The interrogatory-based questions will look like the short-answer questions you have grown to love in law school exams. An example might be: Explain whether the officer’s seizure of evidence from the suspect’s living room violated the suspect’s constitutional rights.
How to Approach
In my experience, it has really helped to know where I am going to end up before I set out to answer the question. This might reduce rambling, save you precious time, and keep you focused on the call of the question.
- Start with the question and the last one or two sentences before the question.
- Next, read the facts. It makes sense to underline, highlight, or make notes (if possible) to help with the next step.
- After that, quickly outline the issues. Follow the basic IRAC/CRAC format. The bar examiners know this structure and can quickly consume your answer if you present an organized, familiar response pattern.
- Finally, begin writing by filling in your narrative around the outline you drafted. If you run out of time, the outline that you drafted might get you a few points.
Short and Sweet
The bar examiners will spend, on average, about five minutes grading each response, so be concise. Your response needs to be fuller than a basic outline, but shorter than War and Peace.
It is fine to start your response with a short conclusion, or, believe it or not, a single word issue statement (e.g. Battery, Custody, etc.) will suffice and get you the points for issue identification. The points here are limited so be succinct.
State the rule clearly and provide the context for the rule in your response. Of course, the lion’s share of the points will come from your analysis, but if your rules are wrong, you are going to struggle to get the points. To be brief, it’s fine to list elements and factors using numbers or bullets. It’s also acceptable to underline the rule statements to bring attention to them for the grader. Finally, abbreviations are okay, but be careful. If it’s not commonly used (e.g. K for contract) the bar examiner may not know what you’re talking about without a parenthetical definition.
It can be an effective trick to signal that you are beginning your analysis. Start with “Here…” or “In this case…” to make it abundantly clear. This is a great way to announce where you are at in the process. Use the rules listed in the rule section as a checklist and to make sure that you are using facts from the fact pattern in your analysis. In a sense, it’s like what your grade school teachers always told you, “show your steps.” Using transition words will also help the grader follow along. Finally, it is a good idea to provide counter-arguments to show that your knowledge and mastery of the rules is comprehensive.
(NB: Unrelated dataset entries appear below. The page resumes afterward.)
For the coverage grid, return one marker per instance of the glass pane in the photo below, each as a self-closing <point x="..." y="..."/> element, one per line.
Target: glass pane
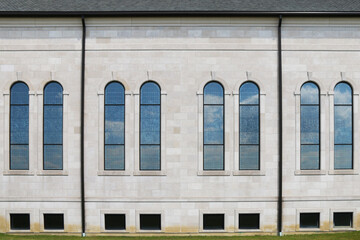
<point x="19" y="157"/>
<point x="249" y="124"/>
<point x="53" y="157"/>
<point x="213" y="93"/>
<point x="114" y="93"/>
<point x="310" y="157"/>
<point x="343" y="94"/>
<point x="53" y="124"/>
<point x="150" y="157"/>
<point x="150" y="125"/>
<point x="343" y="125"/>
<point x="309" y="94"/>
<point x="19" y="124"/>
<point x="249" y="157"/>
<point x="213" y="124"/>
<point x="343" y="157"/>
<point x="114" y="157"/>
<point x="53" y="93"/>
<point x="19" y="93"/>
<point x="114" y="124"/>
<point x="309" y="124"/>
<point x="150" y="93"/>
<point x="249" y="93"/>
<point x="213" y="157"/>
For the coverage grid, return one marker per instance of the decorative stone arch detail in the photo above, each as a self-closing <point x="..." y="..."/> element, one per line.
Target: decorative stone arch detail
<point x="103" y="84"/>
<point x="352" y="84"/>
<point x="222" y="82"/>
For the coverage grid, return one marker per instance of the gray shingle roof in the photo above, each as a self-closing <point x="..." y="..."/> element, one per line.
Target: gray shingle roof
<point x="148" y="6"/>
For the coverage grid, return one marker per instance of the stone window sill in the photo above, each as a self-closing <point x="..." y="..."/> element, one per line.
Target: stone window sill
<point x="214" y="173"/>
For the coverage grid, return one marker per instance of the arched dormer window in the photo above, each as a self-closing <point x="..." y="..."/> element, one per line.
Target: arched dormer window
<point x="343" y="126"/>
<point x="19" y="126"/>
<point x="310" y="127"/>
<point x="213" y="126"/>
<point x="53" y="127"/>
<point x="249" y="129"/>
<point x="114" y="158"/>
<point x="150" y="127"/>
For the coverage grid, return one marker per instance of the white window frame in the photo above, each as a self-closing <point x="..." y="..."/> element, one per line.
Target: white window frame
<point x="355" y="106"/>
<point x="136" y="132"/>
<point x="101" y="131"/>
<point x="32" y="130"/>
<point x="40" y="132"/>
<point x="323" y="134"/>
<point x="262" y="112"/>
<point x="227" y="131"/>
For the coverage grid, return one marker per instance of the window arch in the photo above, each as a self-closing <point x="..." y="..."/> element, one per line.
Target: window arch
<point x="213" y="126"/>
<point x="19" y="126"/>
<point x="249" y="128"/>
<point x="343" y="126"/>
<point x="114" y="137"/>
<point x="309" y="127"/>
<point x="53" y="127"/>
<point x="150" y="126"/>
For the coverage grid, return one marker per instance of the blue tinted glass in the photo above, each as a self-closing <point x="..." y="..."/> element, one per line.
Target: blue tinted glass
<point x="53" y="124"/>
<point x="343" y="94"/>
<point x="343" y="125"/>
<point x="343" y="157"/>
<point x="150" y="157"/>
<point x="19" y="124"/>
<point x="114" y="124"/>
<point x="213" y="125"/>
<point x="249" y="124"/>
<point x="114" y="93"/>
<point x="19" y="93"/>
<point x="309" y="93"/>
<point x="150" y="124"/>
<point x="213" y="157"/>
<point x="53" y="93"/>
<point x="150" y="93"/>
<point x="249" y="93"/>
<point x="19" y="157"/>
<point x="114" y="157"/>
<point x="310" y="157"/>
<point x="53" y="157"/>
<point x="249" y="157"/>
<point x="310" y="125"/>
<point x="213" y="93"/>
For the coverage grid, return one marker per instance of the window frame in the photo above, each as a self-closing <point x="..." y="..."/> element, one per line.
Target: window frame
<point x="322" y="124"/>
<point x="43" y="130"/>
<point x="115" y="170"/>
<point x="355" y="127"/>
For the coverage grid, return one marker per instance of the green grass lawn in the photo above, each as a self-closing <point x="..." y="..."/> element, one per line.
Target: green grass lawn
<point x="332" y="236"/>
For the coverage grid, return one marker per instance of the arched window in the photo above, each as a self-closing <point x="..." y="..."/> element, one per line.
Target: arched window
<point x="150" y="126"/>
<point x="343" y="126"/>
<point x="114" y="127"/>
<point x="213" y="126"/>
<point x="310" y="127"/>
<point x="53" y="126"/>
<point x="19" y="126"/>
<point x="249" y="149"/>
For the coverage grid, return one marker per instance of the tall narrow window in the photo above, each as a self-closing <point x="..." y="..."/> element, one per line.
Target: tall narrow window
<point x="53" y="126"/>
<point x="150" y="126"/>
<point x="310" y="127"/>
<point x="343" y="119"/>
<point x="114" y="127"/>
<point x="249" y="149"/>
<point x="213" y="126"/>
<point x="19" y="126"/>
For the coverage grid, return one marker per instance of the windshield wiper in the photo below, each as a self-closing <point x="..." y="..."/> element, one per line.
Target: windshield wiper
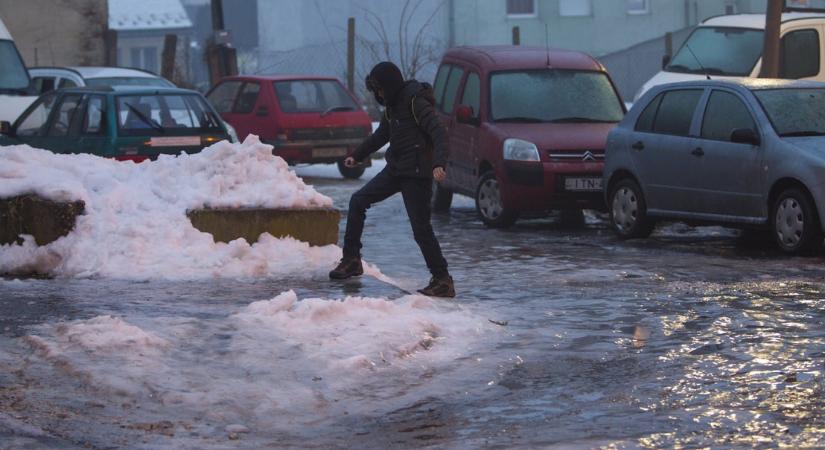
<point x="803" y="133"/>
<point x="336" y="109"/>
<point x="519" y="119"/>
<point x="146" y="120"/>
<point x="580" y="120"/>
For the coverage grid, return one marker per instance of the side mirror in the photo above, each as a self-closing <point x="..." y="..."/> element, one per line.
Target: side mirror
<point x="745" y="136"/>
<point x="464" y="114"/>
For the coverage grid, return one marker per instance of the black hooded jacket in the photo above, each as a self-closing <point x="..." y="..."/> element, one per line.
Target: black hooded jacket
<point x="418" y="140"/>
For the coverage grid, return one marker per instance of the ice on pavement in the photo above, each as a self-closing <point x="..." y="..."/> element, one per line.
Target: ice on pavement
<point x="271" y="361"/>
<point x="135" y="225"/>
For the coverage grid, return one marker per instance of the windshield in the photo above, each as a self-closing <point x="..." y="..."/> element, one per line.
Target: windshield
<point x="794" y="112"/>
<point x="719" y="51"/>
<point x="128" y="81"/>
<point x="553" y="96"/>
<point x="13" y="75"/>
<point x="324" y="96"/>
<point x="172" y="114"/>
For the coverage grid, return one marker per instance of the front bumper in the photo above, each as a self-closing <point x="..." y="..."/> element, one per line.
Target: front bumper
<point x="534" y="186"/>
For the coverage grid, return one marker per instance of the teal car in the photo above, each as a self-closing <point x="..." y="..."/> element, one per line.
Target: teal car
<point x="127" y="123"/>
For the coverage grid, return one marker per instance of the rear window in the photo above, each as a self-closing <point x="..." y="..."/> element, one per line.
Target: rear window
<point x="173" y="114"/>
<point x="308" y="96"/>
<point x="535" y="96"/>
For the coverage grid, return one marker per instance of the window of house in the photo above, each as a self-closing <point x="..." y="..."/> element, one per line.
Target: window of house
<point x="521" y="8"/>
<point x="676" y="112"/>
<point x="637" y="6"/>
<point x="799" y="54"/>
<point x="725" y="113"/>
<point x="575" y="8"/>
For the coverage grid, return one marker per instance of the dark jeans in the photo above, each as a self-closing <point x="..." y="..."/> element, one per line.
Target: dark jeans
<point x="417" y="193"/>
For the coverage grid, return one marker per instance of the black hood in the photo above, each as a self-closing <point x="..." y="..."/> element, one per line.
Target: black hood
<point x="387" y="76"/>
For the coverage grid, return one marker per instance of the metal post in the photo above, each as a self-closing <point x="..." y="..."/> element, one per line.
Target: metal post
<point x="770" y="52"/>
<point x="351" y="53"/>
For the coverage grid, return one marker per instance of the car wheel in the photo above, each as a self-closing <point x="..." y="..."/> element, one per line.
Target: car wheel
<point x="489" y="205"/>
<point x="628" y="211"/>
<point x="351" y="172"/>
<point x="442" y="198"/>
<point x="795" y="222"/>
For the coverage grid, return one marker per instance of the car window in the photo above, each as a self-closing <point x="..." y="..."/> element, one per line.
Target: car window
<point x="65" y="83"/>
<point x="451" y="89"/>
<point x="34" y="124"/>
<point x="64" y="117"/>
<point x="646" y="118"/>
<point x="440" y="82"/>
<point x="799" y="54"/>
<point x="159" y="114"/>
<point x="247" y="98"/>
<point x="93" y="121"/>
<point x="43" y="84"/>
<point x="309" y="96"/>
<point x="724" y="113"/>
<point x="676" y="112"/>
<point x="223" y="96"/>
<point x="472" y="93"/>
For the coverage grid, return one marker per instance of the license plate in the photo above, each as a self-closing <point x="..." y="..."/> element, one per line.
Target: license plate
<point x="329" y="152"/>
<point x="583" y="184"/>
<point x="175" y="141"/>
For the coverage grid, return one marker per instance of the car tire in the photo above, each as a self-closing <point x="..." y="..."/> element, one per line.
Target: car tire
<point x="628" y="210"/>
<point x="489" y="205"/>
<point x="442" y="198"/>
<point x="795" y="222"/>
<point x="351" y="172"/>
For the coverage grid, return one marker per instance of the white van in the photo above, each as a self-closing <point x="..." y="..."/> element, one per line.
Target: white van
<point x="730" y="47"/>
<point x="14" y="79"/>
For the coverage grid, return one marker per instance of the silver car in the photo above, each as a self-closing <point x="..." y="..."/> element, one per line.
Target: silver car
<point x="748" y="153"/>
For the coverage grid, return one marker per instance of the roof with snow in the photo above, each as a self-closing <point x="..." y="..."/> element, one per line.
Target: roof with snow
<point x="135" y="15"/>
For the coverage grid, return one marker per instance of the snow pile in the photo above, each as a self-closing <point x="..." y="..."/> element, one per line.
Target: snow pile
<point x="135" y="225"/>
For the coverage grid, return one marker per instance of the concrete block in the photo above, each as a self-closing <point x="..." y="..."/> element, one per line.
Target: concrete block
<point x="315" y="226"/>
<point x="44" y="219"/>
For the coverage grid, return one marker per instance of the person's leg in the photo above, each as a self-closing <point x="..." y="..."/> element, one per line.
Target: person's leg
<point x="417" y="193"/>
<point x="379" y="188"/>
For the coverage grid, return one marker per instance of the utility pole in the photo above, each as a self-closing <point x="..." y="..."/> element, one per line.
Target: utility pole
<point x="770" y="52"/>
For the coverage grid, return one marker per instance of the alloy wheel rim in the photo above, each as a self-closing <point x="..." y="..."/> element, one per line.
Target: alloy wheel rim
<point x="790" y="222"/>
<point x="625" y="209"/>
<point x="489" y="200"/>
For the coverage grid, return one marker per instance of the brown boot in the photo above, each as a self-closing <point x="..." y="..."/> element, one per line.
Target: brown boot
<point x="441" y="286"/>
<point x="347" y="268"/>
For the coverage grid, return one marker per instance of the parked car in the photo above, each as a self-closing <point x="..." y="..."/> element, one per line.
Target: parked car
<point x="731" y="47"/>
<point x="45" y="79"/>
<point x="15" y="94"/>
<point x="306" y="119"/>
<point x="122" y="123"/>
<point x="527" y="129"/>
<point x="745" y="154"/>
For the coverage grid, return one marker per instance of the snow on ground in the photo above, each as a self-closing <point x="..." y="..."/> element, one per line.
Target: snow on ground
<point x="280" y="360"/>
<point x="135" y="225"/>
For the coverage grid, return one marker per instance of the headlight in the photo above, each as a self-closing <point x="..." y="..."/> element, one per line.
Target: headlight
<point x="519" y="150"/>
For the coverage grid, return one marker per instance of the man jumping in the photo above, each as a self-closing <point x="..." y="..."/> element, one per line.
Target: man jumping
<point x="417" y="155"/>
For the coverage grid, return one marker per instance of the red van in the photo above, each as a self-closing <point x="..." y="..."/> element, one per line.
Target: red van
<point x="527" y="129"/>
<point x="307" y="119"/>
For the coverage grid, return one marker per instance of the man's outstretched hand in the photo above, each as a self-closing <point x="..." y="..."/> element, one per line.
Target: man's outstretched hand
<point x="439" y="174"/>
Analysis is where you maximize the bang for your buck!
Start your conclusion with the word “therefore” or “in conclusion” to make sure the grader knows exactly where they are in the response journey. It is okay to say something is “likely” or “unlikely,” but it’s not okay to add random facts or rules in the conclusion. Like everything else, keep your response short and sweet.
Remember who you are writing for and how they will consume your response and write accordingly. Long paragraphs are hard to read, so keep it short and use headings. Don’t be overly conclusory; your job is to explain, explain, explain. Absolutely don’t write words like “I think,” “I believe,” or use personal pronouns. Be a legal analysis machine. You got this!